Mapping probability to intensity
Probability expressed as numbers from 0 to 1 has some mental model associated
with it already. Intensity is however on a range from minus infinity to plus
infinity, and scales non-linearly with respect to probability. To get a sense
of intensity we can just build a table and try to memorize that for easier
computations. I will be using g(x)
here, not g(x / !x)
, so that we have
less information to memorize, since the evidence cannot be simply negated.
The table roughly looks like this, note that sign is always negative as we operate with numbers less than 1, I will just omit it from the table and convert the probability to percents:
1% 20 | ~20% 7 | ~60% 2.2 | ~90% 0.5
~3% 15 | ~25% 6 | ~70% 1.5 | ~95% 0.22
~5% 13 | ~31% 5 | ~75% 1.25 | ~97% 0.13
10% 10 | ~40% 4 | ~80% 1 | ~99% 0.05
~16% 8 | ~50% 3 | ~85% 0.7
To get the intensity you just subtract two complements or two values depending on which variable you are operating on. Zero means "indifferent", positive numbers suggest the events are more likely than the baseline, and negatives are for less likely events.
Looks like I'm memorizing this table for estimations in day to day life.
Verification
The equations were hypothesized by intuition.
To verify the equations I wrote a little program that searches for possible solutions given the probabilities using 3 examples.
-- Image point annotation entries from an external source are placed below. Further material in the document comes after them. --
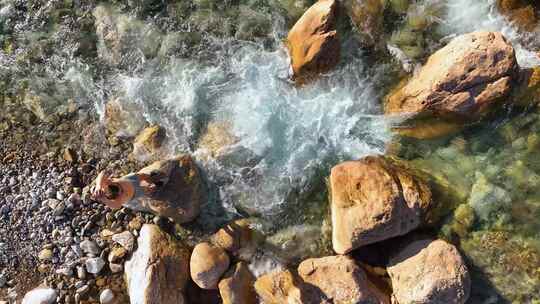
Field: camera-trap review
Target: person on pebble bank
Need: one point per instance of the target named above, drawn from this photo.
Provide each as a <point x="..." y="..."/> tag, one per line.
<point x="124" y="191"/>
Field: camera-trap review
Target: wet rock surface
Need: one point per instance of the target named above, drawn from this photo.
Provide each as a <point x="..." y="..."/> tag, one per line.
<point x="373" y="199"/>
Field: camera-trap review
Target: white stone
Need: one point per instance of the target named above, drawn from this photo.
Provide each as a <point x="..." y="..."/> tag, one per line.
<point x="106" y="297"/>
<point x="94" y="265"/>
<point x="125" y="239"/>
<point x="40" y="296"/>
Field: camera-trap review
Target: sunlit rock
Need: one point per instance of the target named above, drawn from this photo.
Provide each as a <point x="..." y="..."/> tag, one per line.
<point x="236" y="287"/>
<point x="148" y="143"/>
<point x="158" y="271"/>
<point x="465" y="79"/>
<point x="426" y="272"/>
<point x="522" y="13"/>
<point x="313" y="41"/>
<point x="373" y="199"/>
<point x="340" y="279"/>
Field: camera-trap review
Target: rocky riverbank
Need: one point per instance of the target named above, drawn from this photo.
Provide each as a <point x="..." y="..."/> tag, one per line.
<point x="314" y="151"/>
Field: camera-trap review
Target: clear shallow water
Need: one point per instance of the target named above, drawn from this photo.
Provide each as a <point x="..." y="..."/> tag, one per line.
<point x="286" y="138"/>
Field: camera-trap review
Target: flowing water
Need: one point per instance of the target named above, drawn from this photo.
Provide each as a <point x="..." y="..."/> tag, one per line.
<point x="182" y="68"/>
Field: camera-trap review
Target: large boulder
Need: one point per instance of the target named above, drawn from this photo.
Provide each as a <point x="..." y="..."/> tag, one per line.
<point x="313" y="41"/>
<point x="431" y="272"/>
<point x="236" y="287"/>
<point x="338" y="280"/>
<point x="158" y="271"/>
<point x="464" y="79"/>
<point x="374" y="199"/>
<point x="278" y="287"/>
<point x="181" y="194"/>
<point x="208" y="264"/>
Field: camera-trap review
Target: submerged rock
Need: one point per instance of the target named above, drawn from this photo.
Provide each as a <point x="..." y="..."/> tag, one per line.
<point x="238" y="239"/>
<point x="181" y="194"/>
<point x="279" y="287"/>
<point x="158" y="271"/>
<point x="208" y="263"/>
<point x="123" y="118"/>
<point x="236" y="287"/>
<point x="373" y="199"/>
<point x="122" y="39"/>
<point x="367" y="15"/>
<point x="337" y="279"/>
<point x="429" y="272"/>
<point x="313" y="41"/>
<point x="465" y="79"/>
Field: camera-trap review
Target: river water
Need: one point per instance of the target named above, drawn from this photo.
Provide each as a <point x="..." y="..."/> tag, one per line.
<point x="223" y="67"/>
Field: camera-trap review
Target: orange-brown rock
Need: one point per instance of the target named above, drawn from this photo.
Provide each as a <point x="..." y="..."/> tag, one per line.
<point x="374" y="199"/>
<point x="148" y="142"/>
<point x="337" y="279"/>
<point x="236" y="287"/>
<point x="207" y="265"/>
<point x="429" y="271"/>
<point x="237" y="238"/>
<point x="313" y="41"/>
<point x="464" y="79"/>
<point x="521" y="12"/>
<point x="279" y="287"/>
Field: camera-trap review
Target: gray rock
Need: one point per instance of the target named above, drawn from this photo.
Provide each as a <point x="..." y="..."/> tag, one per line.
<point x="106" y="297"/>
<point x="90" y="247"/>
<point x="124" y="239"/>
<point x="94" y="265"/>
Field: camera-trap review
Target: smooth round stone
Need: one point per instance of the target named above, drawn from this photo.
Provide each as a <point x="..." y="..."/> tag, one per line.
<point x="106" y="297"/>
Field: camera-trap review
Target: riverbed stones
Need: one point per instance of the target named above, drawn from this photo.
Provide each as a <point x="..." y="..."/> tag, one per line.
<point x="374" y="199"/>
<point x="338" y="279"/>
<point x="313" y="42"/>
<point x="158" y="270"/>
<point x="236" y="287"/>
<point x="237" y="238"/>
<point x="279" y="286"/>
<point x="40" y="296"/>
<point x="94" y="265"/>
<point x="180" y="191"/>
<point x="125" y="239"/>
<point x="465" y="79"/>
<point x="429" y="271"/>
<point x="208" y="264"/>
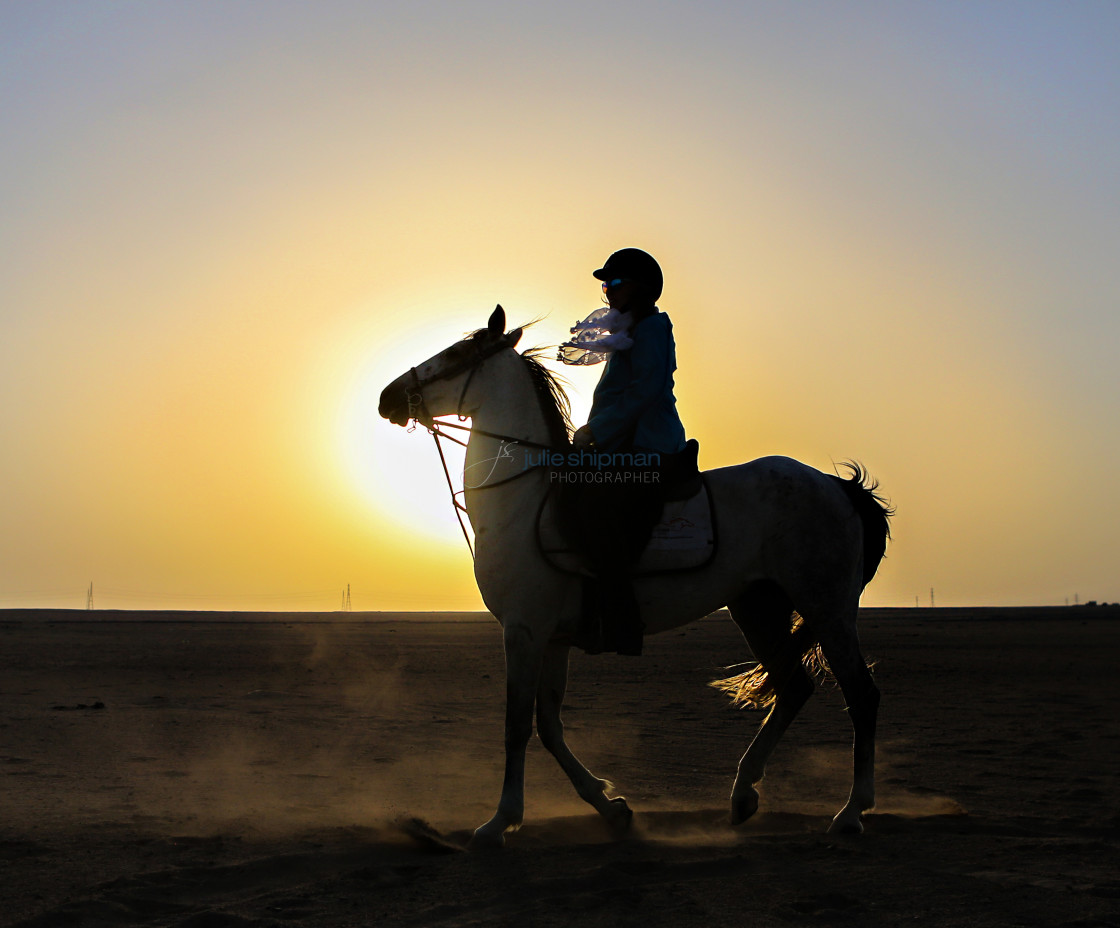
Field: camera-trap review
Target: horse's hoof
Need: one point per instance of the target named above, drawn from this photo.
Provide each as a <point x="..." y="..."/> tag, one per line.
<point x="744" y="807"/>
<point x="847" y="824"/>
<point x="485" y="839"/>
<point x="618" y="816"/>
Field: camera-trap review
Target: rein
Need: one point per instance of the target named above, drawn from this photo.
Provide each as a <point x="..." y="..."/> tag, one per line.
<point x="418" y="412"/>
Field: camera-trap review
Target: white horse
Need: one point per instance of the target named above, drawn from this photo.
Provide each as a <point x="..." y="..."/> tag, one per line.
<point x="793" y="543"/>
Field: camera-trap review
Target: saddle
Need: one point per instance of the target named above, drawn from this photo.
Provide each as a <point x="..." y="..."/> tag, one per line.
<point x="683" y="539"/>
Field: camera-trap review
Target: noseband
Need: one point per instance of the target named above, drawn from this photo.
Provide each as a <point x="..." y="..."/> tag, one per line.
<point x="418" y="412"/>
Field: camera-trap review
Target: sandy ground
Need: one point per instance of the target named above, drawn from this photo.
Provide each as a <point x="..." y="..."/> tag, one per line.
<point x="210" y="770"/>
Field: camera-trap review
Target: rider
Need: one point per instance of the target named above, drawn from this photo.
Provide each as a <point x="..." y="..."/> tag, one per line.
<point x="633" y="412"/>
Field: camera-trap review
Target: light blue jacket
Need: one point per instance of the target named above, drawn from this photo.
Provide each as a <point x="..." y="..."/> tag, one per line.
<point x="633" y="405"/>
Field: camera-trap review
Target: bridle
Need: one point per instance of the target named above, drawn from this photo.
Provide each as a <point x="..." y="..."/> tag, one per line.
<point x="418" y="413"/>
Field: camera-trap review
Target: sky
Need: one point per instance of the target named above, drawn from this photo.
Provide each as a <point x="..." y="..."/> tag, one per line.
<point x="888" y="232"/>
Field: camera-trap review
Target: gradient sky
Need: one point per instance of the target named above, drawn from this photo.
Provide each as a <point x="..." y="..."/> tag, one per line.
<point x="889" y="232"/>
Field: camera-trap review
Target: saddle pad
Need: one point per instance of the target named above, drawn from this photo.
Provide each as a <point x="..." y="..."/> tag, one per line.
<point x="684" y="537"/>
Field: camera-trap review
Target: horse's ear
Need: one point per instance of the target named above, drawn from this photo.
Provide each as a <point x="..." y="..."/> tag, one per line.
<point x="496" y="324"/>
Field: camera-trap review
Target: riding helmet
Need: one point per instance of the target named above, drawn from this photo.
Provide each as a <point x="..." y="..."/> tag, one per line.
<point x="634" y="264"/>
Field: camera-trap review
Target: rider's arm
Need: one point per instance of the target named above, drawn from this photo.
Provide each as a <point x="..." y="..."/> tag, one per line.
<point x="651" y="376"/>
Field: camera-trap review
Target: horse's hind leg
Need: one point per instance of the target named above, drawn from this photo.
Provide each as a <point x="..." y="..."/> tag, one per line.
<point x="763" y="615"/>
<point x="840" y="645"/>
<point x="590" y="788"/>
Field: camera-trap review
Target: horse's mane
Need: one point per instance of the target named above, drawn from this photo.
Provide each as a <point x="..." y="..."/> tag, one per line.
<point x="549" y="390"/>
<point x="551" y="396"/>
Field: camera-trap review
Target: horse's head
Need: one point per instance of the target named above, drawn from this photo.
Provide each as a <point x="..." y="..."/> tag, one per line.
<point x="439" y="385"/>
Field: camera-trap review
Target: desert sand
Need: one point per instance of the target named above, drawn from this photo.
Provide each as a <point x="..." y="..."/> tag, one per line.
<point x="226" y="769"/>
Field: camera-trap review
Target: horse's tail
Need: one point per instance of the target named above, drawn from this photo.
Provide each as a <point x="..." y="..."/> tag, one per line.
<point x="875" y="512"/>
<point x="755" y="689"/>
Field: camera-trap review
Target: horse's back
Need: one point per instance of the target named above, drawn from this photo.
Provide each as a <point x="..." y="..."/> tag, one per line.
<point x="790" y="522"/>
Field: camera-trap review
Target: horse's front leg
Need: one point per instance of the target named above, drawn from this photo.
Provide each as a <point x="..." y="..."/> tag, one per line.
<point x="550" y="729"/>
<point x="522" y="669"/>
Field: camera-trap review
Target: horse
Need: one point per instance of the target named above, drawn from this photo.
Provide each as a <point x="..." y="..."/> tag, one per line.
<point x="795" y="551"/>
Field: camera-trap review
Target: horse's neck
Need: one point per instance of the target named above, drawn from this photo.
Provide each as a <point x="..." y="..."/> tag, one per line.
<point x="505" y="405"/>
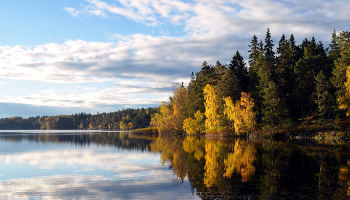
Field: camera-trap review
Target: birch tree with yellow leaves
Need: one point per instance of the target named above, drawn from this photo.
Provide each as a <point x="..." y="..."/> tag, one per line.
<point x="344" y="100"/>
<point x="241" y="113"/>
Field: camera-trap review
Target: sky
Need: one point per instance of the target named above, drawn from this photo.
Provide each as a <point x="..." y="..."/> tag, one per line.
<point x="63" y="56"/>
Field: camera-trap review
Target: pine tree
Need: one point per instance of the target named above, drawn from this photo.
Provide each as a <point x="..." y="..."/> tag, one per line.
<point x="253" y="51"/>
<point x="274" y="112"/>
<point x="239" y="69"/>
<point x="268" y="48"/>
<point x="227" y="86"/>
<point x="334" y="52"/>
<point x="323" y="97"/>
<point x="269" y="54"/>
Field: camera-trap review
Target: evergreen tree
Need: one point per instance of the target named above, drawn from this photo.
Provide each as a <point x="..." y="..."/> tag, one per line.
<point x="284" y="71"/>
<point x="253" y="51"/>
<point x="274" y="112"/>
<point x="227" y="86"/>
<point x="239" y="69"/>
<point x="323" y="98"/>
<point x="334" y="52"/>
<point x="268" y="49"/>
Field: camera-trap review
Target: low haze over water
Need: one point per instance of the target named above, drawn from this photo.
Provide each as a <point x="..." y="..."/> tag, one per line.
<point x="113" y="165"/>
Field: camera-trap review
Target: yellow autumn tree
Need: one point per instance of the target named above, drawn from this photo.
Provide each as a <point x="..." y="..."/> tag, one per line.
<point x="211" y="163"/>
<point x="211" y="107"/>
<point x="192" y="126"/>
<point x="241" y="113"/>
<point x="344" y="100"/>
<point x="195" y="146"/>
<point x="170" y="118"/>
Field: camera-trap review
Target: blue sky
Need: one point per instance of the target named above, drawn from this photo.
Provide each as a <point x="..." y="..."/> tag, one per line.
<point x="100" y="55"/>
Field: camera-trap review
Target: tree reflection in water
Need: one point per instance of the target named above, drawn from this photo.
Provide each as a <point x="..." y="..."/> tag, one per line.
<point x="235" y="169"/>
<point x="240" y="169"/>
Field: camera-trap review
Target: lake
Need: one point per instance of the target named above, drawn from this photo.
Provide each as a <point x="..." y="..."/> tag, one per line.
<point x="115" y="165"/>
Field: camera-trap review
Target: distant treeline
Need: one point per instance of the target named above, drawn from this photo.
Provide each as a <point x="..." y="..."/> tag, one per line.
<point x="124" y="119"/>
<point x="281" y="87"/>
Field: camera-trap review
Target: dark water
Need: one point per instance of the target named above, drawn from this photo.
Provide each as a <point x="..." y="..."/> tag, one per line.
<point x="111" y="165"/>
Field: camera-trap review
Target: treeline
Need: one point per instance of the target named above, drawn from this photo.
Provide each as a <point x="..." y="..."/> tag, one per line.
<point x="281" y="86"/>
<point x="124" y="119"/>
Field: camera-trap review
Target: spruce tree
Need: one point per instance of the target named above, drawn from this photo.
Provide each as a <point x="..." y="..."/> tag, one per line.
<point x="323" y="97"/>
<point x="253" y="51"/>
<point x="285" y="71"/>
<point x="274" y="112"/>
<point x="239" y="69"/>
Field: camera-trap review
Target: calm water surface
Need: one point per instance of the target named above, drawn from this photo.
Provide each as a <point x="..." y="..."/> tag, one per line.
<point x="113" y="165"/>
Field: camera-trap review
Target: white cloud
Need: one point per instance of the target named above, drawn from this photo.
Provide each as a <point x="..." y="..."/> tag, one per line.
<point x="72" y="11"/>
<point x="213" y="29"/>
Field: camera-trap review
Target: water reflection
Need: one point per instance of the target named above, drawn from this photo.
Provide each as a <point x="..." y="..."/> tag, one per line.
<point x="85" y="166"/>
<point x="122" y="166"/>
<point x="239" y="169"/>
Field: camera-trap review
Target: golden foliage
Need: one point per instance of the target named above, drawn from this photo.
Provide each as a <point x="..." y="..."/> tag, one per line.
<point x="344" y="175"/>
<point x="171" y="116"/>
<point x="344" y="100"/>
<point x="211" y="163"/>
<point x="193" y="145"/>
<point x="193" y="126"/>
<point x="241" y="161"/>
<point x="241" y="113"/>
<point x="211" y="107"/>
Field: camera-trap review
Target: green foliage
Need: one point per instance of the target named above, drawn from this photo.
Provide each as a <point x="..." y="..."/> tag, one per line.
<point x="240" y="70"/>
<point x="275" y="112"/>
<point x="323" y="97"/>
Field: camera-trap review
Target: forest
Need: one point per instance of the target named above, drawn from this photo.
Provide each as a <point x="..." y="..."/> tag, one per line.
<point x="280" y="86"/>
<point x="124" y="120"/>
Across all 3 examples there was only one solution to get to the desired intensity number, which are exactly the equations above.
I did not go through formal verification using math as for me it's easier to write some code than write equations on paper double-checking for mistakes. But I tried a little bit of that before it "clicked".